Die "allgemeine Ausrichtung" der Regierungen der EU-Staaten hält zwar am grundsätzlichen Verbot "biometrischer Echtzeit-Fernidentifizierung im öffentlichen Raum" fest, wie es die EU-Kommission vor gut anderthalb Jahren ins Spiel gebracht hatte. Der Rat hat nach eigenen Angaben nun aber klargestellt, "zu welchen Zwecken eine solche Nutzung für Strafverfolgungszwecke unbedingt erforderlich ist und für welche Strafverfolgungsbehörden daher ausnahmsweise die Möglichkeit bestehen sollte, solche Systeme zu nutzen".

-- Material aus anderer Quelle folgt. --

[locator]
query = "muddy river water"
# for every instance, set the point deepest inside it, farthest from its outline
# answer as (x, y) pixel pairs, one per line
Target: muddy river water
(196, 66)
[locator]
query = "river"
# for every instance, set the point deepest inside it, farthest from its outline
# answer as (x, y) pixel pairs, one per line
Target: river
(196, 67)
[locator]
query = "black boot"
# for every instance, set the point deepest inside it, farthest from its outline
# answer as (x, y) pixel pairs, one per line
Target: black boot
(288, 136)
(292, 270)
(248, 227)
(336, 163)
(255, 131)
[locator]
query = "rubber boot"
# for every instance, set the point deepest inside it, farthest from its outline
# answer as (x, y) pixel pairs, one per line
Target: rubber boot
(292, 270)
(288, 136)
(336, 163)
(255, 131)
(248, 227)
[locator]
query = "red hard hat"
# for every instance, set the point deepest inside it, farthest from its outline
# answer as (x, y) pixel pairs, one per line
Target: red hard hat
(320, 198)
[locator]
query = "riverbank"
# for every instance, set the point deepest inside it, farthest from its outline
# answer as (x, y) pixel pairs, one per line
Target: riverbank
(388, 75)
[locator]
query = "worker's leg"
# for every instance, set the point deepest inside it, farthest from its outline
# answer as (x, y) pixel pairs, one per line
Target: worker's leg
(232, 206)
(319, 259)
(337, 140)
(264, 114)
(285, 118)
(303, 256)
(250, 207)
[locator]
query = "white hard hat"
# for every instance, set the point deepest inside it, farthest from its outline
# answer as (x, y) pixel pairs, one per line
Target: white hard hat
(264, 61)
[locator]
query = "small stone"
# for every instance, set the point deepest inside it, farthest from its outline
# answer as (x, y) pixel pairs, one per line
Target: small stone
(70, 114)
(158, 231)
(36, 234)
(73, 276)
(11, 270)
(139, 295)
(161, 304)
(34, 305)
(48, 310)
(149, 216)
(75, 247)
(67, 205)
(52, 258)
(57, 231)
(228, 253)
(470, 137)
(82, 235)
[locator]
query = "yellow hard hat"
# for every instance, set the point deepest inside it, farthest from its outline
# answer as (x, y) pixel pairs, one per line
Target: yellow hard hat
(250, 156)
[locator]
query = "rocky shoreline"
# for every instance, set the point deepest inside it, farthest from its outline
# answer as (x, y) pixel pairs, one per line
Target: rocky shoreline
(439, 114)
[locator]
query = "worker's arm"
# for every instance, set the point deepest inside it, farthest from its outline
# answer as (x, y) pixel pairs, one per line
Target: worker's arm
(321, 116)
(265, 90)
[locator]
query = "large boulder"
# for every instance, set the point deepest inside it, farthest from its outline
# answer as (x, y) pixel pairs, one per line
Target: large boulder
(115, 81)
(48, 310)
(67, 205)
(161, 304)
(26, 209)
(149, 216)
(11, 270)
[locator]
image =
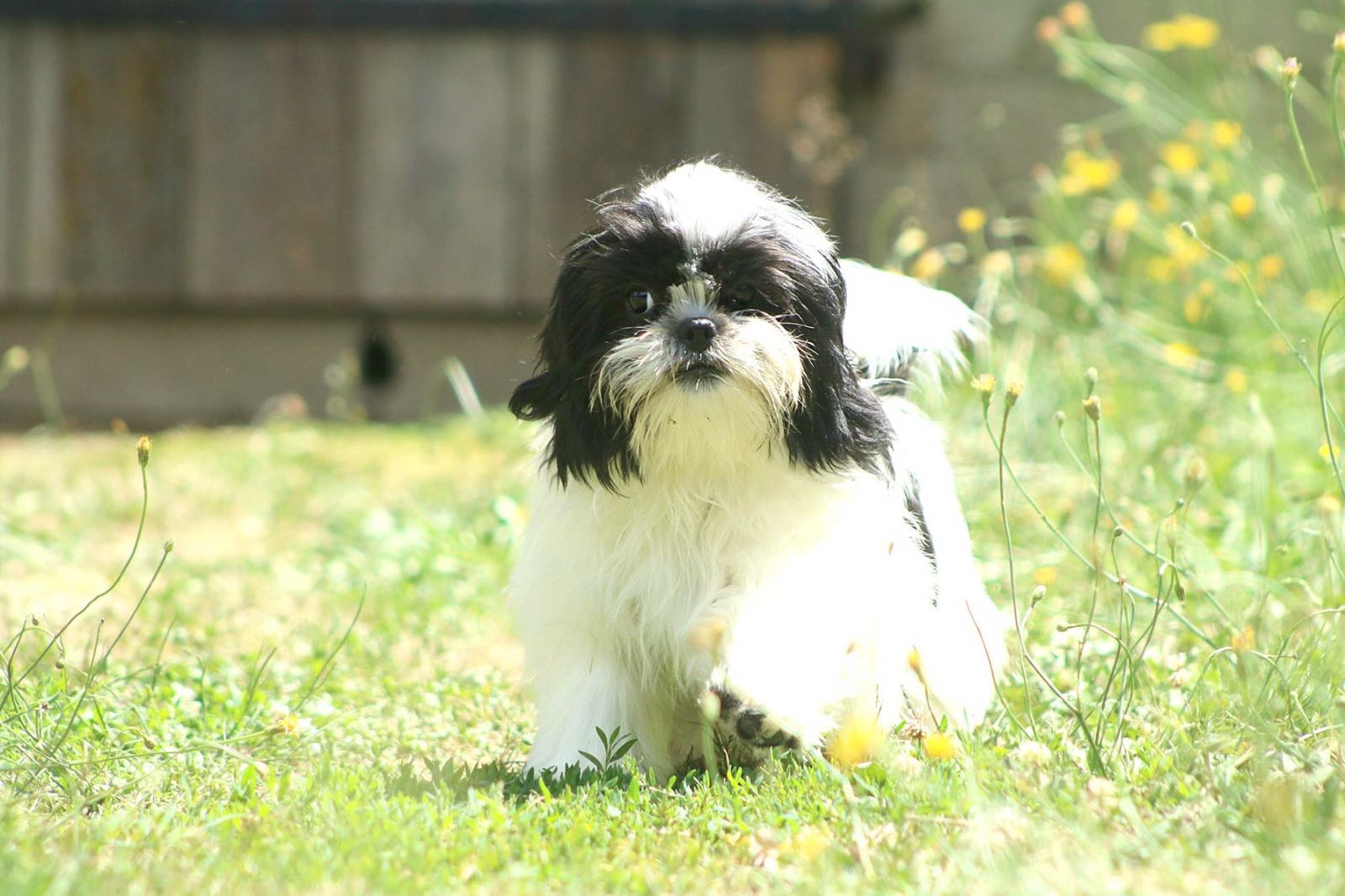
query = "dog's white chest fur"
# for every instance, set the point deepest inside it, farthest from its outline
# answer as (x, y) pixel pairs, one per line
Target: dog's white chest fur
(800, 593)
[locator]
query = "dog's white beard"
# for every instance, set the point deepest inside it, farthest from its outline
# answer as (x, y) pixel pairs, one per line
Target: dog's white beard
(709, 428)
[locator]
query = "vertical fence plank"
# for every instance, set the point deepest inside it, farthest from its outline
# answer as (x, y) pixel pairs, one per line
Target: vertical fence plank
(535, 131)
(123, 161)
(30, 134)
(434, 159)
(623, 112)
(272, 167)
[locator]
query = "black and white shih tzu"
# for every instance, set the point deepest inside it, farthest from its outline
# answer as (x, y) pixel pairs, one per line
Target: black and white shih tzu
(735, 498)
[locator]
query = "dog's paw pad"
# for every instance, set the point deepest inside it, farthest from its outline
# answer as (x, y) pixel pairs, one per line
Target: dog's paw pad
(751, 725)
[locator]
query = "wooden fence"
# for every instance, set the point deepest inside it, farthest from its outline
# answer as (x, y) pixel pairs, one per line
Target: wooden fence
(333, 170)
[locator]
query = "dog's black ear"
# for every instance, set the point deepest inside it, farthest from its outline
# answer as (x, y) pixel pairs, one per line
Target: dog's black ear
(535, 398)
(589, 441)
(838, 423)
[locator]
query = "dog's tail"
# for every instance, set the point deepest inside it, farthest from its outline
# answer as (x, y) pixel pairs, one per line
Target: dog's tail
(901, 331)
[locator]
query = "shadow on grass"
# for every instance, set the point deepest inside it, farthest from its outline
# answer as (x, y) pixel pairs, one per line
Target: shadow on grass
(424, 777)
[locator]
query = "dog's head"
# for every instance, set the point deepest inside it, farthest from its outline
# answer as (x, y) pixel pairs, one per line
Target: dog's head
(699, 319)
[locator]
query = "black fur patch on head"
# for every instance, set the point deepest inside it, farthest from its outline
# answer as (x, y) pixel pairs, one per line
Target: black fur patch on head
(838, 424)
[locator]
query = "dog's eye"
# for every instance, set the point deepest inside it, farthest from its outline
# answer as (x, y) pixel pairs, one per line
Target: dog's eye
(739, 298)
(641, 303)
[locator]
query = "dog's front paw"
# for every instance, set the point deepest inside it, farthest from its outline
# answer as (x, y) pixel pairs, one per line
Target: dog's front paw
(748, 724)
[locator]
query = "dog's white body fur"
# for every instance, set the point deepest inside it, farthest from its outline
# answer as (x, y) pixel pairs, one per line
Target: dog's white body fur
(814, 586)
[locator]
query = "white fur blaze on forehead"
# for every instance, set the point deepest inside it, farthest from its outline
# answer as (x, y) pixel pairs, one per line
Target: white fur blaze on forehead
(693, 295)
(710, 205)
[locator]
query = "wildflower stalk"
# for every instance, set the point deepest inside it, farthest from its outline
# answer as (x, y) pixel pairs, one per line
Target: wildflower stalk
(1013, 588)
(134, 546)
(1331, 237)
(1068, 546)
(1093, 412)
(1328, 409)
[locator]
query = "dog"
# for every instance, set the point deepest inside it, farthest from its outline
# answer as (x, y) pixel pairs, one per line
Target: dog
(739, 517)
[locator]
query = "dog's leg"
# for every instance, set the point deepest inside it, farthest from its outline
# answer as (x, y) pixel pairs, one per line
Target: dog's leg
(576, 698)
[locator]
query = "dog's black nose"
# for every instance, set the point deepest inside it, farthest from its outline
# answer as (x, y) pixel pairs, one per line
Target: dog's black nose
(697, 334)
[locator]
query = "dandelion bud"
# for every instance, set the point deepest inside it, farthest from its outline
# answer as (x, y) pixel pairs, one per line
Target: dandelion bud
(15, 360)
(1290, 71)
(1196, 472)
(709, 707)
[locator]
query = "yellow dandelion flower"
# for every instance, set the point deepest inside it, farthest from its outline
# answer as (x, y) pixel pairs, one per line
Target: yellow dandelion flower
(1160, 37)
(972, 219)
(1270, 266)
(1125, 215)
(1194, 308)
(1195, 33)
(1062, 262)
(1049, 30)
(1226, 134)
(1084, 172)
(1180, 156)
(939, 746)
(928, 266)
(1179, 354)
(856, 741)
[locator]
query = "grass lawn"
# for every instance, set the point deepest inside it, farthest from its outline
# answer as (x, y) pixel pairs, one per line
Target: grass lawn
(203, 759)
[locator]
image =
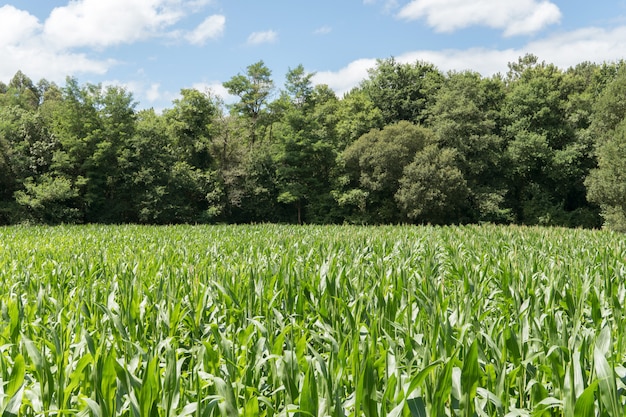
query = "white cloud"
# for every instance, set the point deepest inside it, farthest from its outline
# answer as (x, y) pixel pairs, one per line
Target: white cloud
(564, 50)
(216, 88)
(16, 26)
(98, 23)
(211, 28)
(324, 30)
(514, 17)
(47, 49)
(258, 38)
(153, 94)
(346, 78)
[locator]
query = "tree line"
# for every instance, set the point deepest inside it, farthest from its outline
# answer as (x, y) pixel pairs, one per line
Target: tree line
(410, 144)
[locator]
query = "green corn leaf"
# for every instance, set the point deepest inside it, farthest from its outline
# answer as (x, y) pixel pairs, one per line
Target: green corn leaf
(470, 377)
(607, 383)
(228, 404)
(585, 404)
(17, 376)
(309, 402)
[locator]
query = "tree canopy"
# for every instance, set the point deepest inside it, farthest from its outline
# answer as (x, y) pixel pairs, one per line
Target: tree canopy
(410, 144)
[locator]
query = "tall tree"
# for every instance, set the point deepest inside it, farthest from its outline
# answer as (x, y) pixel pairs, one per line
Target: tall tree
(606, 185)
(253, 89)
(402, 91)
(371, 171)
(465, 118)
(305, 144)
(548, 155)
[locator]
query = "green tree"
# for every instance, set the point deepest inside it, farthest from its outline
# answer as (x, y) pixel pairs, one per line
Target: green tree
(356, 115)
(606, 185)
(253, 89)
(191, 122)
(305, 144)
(372, 168)
(465, 118)
(402, 91)
(433, 188)
(549, 155)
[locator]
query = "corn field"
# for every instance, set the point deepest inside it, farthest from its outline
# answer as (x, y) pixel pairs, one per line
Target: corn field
(270, 320)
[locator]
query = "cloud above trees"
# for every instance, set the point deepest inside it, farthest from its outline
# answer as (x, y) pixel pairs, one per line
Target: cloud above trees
(514, 17)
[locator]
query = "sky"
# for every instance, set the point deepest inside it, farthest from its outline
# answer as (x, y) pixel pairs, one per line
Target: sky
(154, 48)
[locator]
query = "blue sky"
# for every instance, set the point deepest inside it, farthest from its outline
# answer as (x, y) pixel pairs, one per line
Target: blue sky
(156, 47)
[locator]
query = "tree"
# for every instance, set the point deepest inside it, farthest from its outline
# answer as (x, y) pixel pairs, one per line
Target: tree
(465, 118)
(253, 90)
(433, 189)
(305, 148)
(549, 155)
(356, 115)
(402, 91)
(372, 168)
(191, 123)
(606, 185)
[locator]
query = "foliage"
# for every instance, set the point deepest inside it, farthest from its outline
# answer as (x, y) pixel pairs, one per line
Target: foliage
(538, 145)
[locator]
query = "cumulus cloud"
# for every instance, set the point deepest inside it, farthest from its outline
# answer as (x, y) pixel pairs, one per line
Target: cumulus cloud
(22, 47)
(514, 17)
(324, 30)
(98, 23)
(16, 26)
(257, 38)
(48, 49)
(216, 88)
(564, 50)
(346, 78)
(211, 28)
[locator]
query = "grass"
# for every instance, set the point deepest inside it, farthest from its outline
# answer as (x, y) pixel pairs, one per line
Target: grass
(272, 320)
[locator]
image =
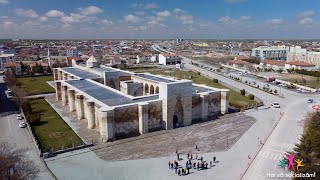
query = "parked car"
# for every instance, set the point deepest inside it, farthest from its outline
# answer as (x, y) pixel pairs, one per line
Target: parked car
(275, 104)
(19, 117)
(310, 101)
(22, 124)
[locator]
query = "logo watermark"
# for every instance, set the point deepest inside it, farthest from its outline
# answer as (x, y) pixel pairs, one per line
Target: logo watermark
(292, 164)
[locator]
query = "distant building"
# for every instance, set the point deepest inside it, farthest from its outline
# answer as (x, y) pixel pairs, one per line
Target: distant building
(237, 63)
(12, 67)
(300, 65)
(299, 54)
(270, 52)
(167, 59)
(97, 47)
(6, 58)
(72, 52)
(179, 40)
(146, 58)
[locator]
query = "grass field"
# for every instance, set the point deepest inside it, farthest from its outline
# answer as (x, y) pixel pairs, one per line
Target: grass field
(52, 131)
(36, 85)
(235, 97)
(310, 81)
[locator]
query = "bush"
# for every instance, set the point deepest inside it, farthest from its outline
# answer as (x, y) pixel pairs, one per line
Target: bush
(251, 96)
(33, 119)
(242, 92)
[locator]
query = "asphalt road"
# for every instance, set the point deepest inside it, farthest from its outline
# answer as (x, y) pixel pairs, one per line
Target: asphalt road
(286, 134)
(11, 133)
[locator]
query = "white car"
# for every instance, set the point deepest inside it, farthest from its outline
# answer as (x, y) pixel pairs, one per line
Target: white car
(19, 117)
(22, 124)
(275, 104)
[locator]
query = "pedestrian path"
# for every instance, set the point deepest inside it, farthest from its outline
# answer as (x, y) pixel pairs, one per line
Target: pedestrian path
(271, 154)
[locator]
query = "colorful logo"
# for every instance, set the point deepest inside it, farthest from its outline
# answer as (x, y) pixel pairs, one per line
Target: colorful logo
(289, 161)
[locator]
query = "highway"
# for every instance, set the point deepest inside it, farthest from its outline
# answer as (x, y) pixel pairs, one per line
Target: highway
(286, 134)
(11, 133)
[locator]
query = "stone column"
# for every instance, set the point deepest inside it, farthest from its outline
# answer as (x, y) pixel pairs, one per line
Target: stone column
(59, 75)
(55, 74)
(64, 95)
(90, 114)
(107, 132)
(79, 106)
(71, 100)
(224, 101)
(204, 106)
(58, 90)
(143, 118)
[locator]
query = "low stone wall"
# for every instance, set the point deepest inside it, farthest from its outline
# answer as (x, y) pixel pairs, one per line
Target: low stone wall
(155, 115)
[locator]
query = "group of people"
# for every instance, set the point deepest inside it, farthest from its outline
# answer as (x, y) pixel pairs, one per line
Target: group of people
(193, 162)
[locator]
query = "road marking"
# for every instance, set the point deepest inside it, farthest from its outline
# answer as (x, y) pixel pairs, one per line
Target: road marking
(267, 154)
(9, 125)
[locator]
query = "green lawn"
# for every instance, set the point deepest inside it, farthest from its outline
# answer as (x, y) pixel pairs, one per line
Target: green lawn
(52, 131)
(36, 85)
(309, 83)
(235, 97)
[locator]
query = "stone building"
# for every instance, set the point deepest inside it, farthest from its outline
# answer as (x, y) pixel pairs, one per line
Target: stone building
(122, 104)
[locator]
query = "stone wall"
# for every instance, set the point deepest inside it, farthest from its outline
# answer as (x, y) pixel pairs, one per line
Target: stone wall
(196, 107)
(155, 115)
(126, 120)
(214, 104)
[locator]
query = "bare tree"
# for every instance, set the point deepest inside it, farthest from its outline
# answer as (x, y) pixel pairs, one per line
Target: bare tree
(15, 164)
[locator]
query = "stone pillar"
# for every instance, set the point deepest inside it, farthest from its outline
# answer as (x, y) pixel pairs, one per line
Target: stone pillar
(79, 106)
(143, 118)
(204, 106)
(55, 74)
(224, 101)
(90, 116)
(59, 75)
(107, 132)
(64, 95)
(71, 100)
(58, 90)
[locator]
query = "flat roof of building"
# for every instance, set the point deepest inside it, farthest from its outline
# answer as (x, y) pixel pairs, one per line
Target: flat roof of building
(154, 78)
(81, 73)
(105, 95)
(200, 89)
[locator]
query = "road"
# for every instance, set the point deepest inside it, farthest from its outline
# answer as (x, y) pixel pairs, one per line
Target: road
(287, 132)
(11, 133)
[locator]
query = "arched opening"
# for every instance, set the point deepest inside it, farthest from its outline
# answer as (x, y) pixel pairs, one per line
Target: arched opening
(175, 121)
(146, 89)
(151, 89)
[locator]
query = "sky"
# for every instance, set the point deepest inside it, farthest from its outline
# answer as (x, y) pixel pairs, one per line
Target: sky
(160, 19)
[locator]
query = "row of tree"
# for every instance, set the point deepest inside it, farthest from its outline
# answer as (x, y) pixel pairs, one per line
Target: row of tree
(36, 69)
(15, 163)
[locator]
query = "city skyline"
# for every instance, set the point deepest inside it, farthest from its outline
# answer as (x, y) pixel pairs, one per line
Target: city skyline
(223, 19)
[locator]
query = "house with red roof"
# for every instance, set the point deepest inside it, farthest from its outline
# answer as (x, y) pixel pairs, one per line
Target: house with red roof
(12, 67)
(300, 65)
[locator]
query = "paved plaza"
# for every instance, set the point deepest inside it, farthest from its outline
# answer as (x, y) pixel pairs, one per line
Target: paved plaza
(216, 135)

Schon im ursprünglichen Vorschlag der Kommission war das eigentliche Verbot von diversen Ausnahmen durchlöchert. So soll laut der Brüsseler Regierungsinstitution automatisierte Gesichtserkennung etwa für die gezielte Suche nach potenziellen Verbrechensopfern oder vermissten Kindern, die Prävention eines unmittelbar drohenden Terroranschlags oder das Erkennen und Identifizieren von Personen ins Spiel zulässig sein, die "schwere Straftaten" begangen haben.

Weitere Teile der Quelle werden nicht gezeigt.